Magma’s Christian Vander once said in the 2012 documentary Romantic Warriors II: A Progressive Music Saga About Rock In Opposition, “The Music was born in the night. There are many kinds of music in the world, but to discover the inner cosmos.” It help define to show a darker and inner complexity of the genre of what is known as the RIO movement. And one of those bands that have taken me to gigantic lengths thanks to the 2012 documentary, a band from Denver, Colorado named Thinking Plague.
Since their formation in 1982 by Mike Johnson and the legendary Bob Drake, they have released six studio albums and following in the footsteps of Present, Henry Cow, Art Zoyd, Alban Berg, and Italian progressive group, Pierrot Lunaire, they have released their seventh album this year on the Cuneiform label entitled, Hoping Against Hope. It is their follow up to their 2012 album, Decline and Fall. It is for me, one of the most terrifying and scariest albums I’ve ever listened to.
With their new album according to Johnson himself, the band’s music needed a theme that was something hopeful, real, and organic. With the combinations between Neo-Classical Music, Avant-Rock, and of course Rock In Opposition, it is a grim, sinister wonder with a terrifying force that you can imagine of what we are going through the political movement and what is happening right now this year.
The concept here on this album, is stronger and compelling than ever. Alongside Mike Johnson, Mark Harris on Reeds, Dave Wiley on Bass, Robin Chestnut on Drums, Bill Pohl on Guitar, and Elaine di Falco on Accordion and Lead Vocals, they entered the new year with an eruptive bang by making it set in a fictional dystopian world that it’s living in and there’s no turning back now.

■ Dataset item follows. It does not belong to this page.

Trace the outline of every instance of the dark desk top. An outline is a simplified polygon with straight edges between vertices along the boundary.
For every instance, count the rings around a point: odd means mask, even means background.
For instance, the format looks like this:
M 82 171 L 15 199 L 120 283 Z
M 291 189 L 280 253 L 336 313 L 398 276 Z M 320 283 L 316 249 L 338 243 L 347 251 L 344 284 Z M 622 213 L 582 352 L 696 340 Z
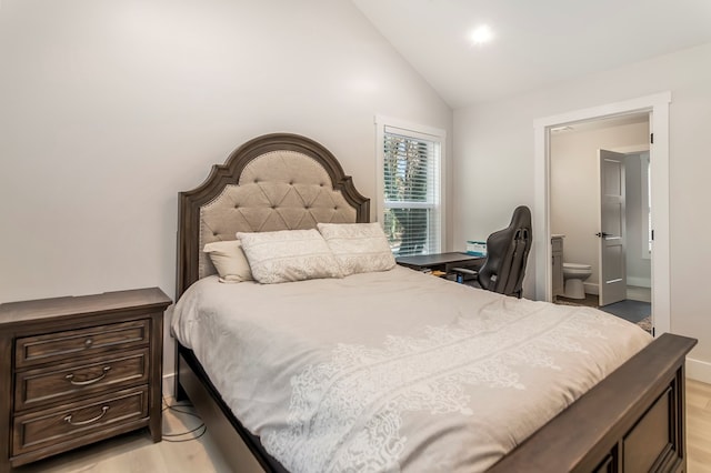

It’s not only a dark album, but it is a critical constructive viewpoint of what is happening in the world that we are facing in. The alarming intro from the accordion and the ominous reeds, piano chords, and dynamic guitars, knows that we are in a ride of something dangerous landing between us on the opener, The Echoes of their Cries. It has some intense riffs between the bass and guitar and Harris’ reeds give the image or the allusions that it is delivering a big wake-up call.
Commuting to Murder deals with the capitalist economics and militarism’s congruities. You have the sounds of the toy piano, hay wiring effects, guitars sending Morse code and Elaine’s vocals gives you the chilling backgrounds. I have to love her essence throughout the midsection, the homage to which I call the Northette’s vocals in the styles of the Canterbury scene for a brief second. But it’s the guitar that comes to essence of Richard Pinhas, Robert Fripp, and Roger Trigaux that just send the arm hairs of mine, going up.
The styles of Present, fills up the whole space with this dooming rhythm that something is crawling underneath your skin. It’s evidential on The Great Leap Backwards. I could tell that Thinking Plague have done their homework very well carrying the RIO movement torch and never letting it burn out. Near the end section of the last 38 seconds of the piece, everything goes chaotic thanks to the drums, guitar, and reed instruments going into a nightmarish tone and ending abruptly.
Mind you, this is not an easy album to listen to from start to finish, but I admire this very much. I have to admit, I’m not a big Thinking Plague fan, but I do respect what is on here and the band as well. They recently decided to do a crowd-funding campaign for the album on Kickstarter in which they raised $8,634 to work on the album and they succeeded to reach their goal.
I have listened to this four times now and they made me open my eyes even more to discover more of their music and since I’ve mentioned this earlier, I hope they continue to wave the Rock In Opposition flag and never letting it drop. A scary, ominous, yet powerful release this year from the good people from Cuneiform Records.